Monday | May 14, 2007 | 9:04 AM
Dime-Store Alchemy

There are poems illustrated with art by the poet himself (William Blake’s The Marriage of Heaven and Hell) and poems as textual interpretations of art (André Breton’s Constellations (1958), which accompanied 23 gouaches Joan Miró had painted earlier) but Dime-Store Alchemy is something more unique and revelatory to me: a prose poem encompassing the life and work of an artist, in this case a sort-of poetic biography of Joseph Cornell written by Charles Simic.

I like Cornell’s work and I know a bit about it but the first I’d heard of this book was when it caught my eye at the Strand a few weeks ago. I bought it and read it and there’s something appropriate about having one artist profile another, as in the actor-on-actor interviews of Interview magazine.
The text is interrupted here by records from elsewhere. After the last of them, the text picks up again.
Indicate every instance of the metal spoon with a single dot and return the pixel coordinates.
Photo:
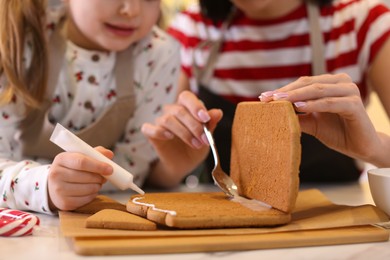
(221, 179)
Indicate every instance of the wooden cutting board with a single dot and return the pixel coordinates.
(315, 221)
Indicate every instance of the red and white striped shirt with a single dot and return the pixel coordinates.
(262, 55)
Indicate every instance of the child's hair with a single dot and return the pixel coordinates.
(22, 20)
(219, 10)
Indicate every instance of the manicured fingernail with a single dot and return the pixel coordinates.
(265, 95)
(204, 139)
(203, 115)
(279, 95)
(196, 143)
(300, 104)
(168, 134)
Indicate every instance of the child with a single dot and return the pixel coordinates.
(265, 45)
(100, 68)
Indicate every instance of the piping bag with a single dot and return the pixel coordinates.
(69, 142)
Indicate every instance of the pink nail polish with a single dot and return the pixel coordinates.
(204, 116)
(300, 104)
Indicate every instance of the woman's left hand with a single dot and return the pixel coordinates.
(178, 135)
(331, 109)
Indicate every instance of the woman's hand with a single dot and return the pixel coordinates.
(76, 179)
(330, 108)
(178, 136)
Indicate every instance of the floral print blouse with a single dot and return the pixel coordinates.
(86, 85)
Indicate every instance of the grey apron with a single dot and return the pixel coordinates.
(35, 130)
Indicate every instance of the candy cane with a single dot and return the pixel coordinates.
(15, 223)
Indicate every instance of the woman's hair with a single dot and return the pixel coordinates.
(22, 20)
(218, 10)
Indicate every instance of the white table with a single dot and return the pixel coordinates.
(51, 245)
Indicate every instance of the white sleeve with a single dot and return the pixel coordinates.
(156, 78)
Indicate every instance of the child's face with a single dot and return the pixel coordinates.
(110, 25)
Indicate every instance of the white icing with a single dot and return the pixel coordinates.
(152, 206)
(252, 204)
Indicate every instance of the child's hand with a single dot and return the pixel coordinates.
(76, 179)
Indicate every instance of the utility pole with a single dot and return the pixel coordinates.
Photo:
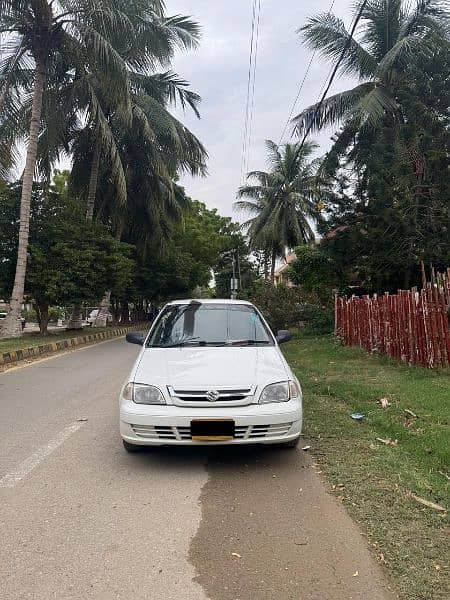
(234, 282)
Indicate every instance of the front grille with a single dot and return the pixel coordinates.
(247, 432)
(221, 396)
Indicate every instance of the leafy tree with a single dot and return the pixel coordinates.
(389, 162)
(69, 259)
(315, 272)
(39, 34)
(70, 55)
(280, 305)
(283, 200)
(391, 34)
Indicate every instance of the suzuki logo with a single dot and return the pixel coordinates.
(212, 395)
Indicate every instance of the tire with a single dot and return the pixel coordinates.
(291, 444)
(131, 447)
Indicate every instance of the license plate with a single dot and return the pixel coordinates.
(212, 430)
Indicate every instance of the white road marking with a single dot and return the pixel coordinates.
(25, 467)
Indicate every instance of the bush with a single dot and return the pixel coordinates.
(280, 305)
(319, 320)
(30, 316)
(55, 313)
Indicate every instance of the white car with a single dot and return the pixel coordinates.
(210, 372)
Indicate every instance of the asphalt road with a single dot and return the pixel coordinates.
(81, 519)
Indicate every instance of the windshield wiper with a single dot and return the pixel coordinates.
(187, 342)
(249, 342)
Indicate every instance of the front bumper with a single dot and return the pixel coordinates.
(170, 425)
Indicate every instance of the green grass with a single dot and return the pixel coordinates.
(375, 480)
(29, 340)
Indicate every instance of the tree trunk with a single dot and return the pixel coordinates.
(273, 260)
(93, 180)
(42, 314)
(12, 326)
(102, 315)
(125, 312)
(76, 320)
(101, 319)
(266, 265)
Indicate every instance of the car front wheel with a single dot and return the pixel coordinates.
(291, 444)
(131, 447)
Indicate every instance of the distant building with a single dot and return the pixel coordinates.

On the surface, such a collaboration could be considered a flaky “kindred spirits” match-up. Yet Simic’s story isn’t just an airy rumination, it serves as an ultra-compact biography of the artist, mingled with miniature dissertations on found art and collage, scraps from the artist’s own writing, parallels among the artist’s contemporaries and less likely spirits (like Emily Dickinson), imaginations and recreations of Manhattan in the ’40s and ’50s, and passages as clockwork beautiful and mysterious as Cornell’s boxes. What a marvelous concept and one I’d like to see applied to other artists.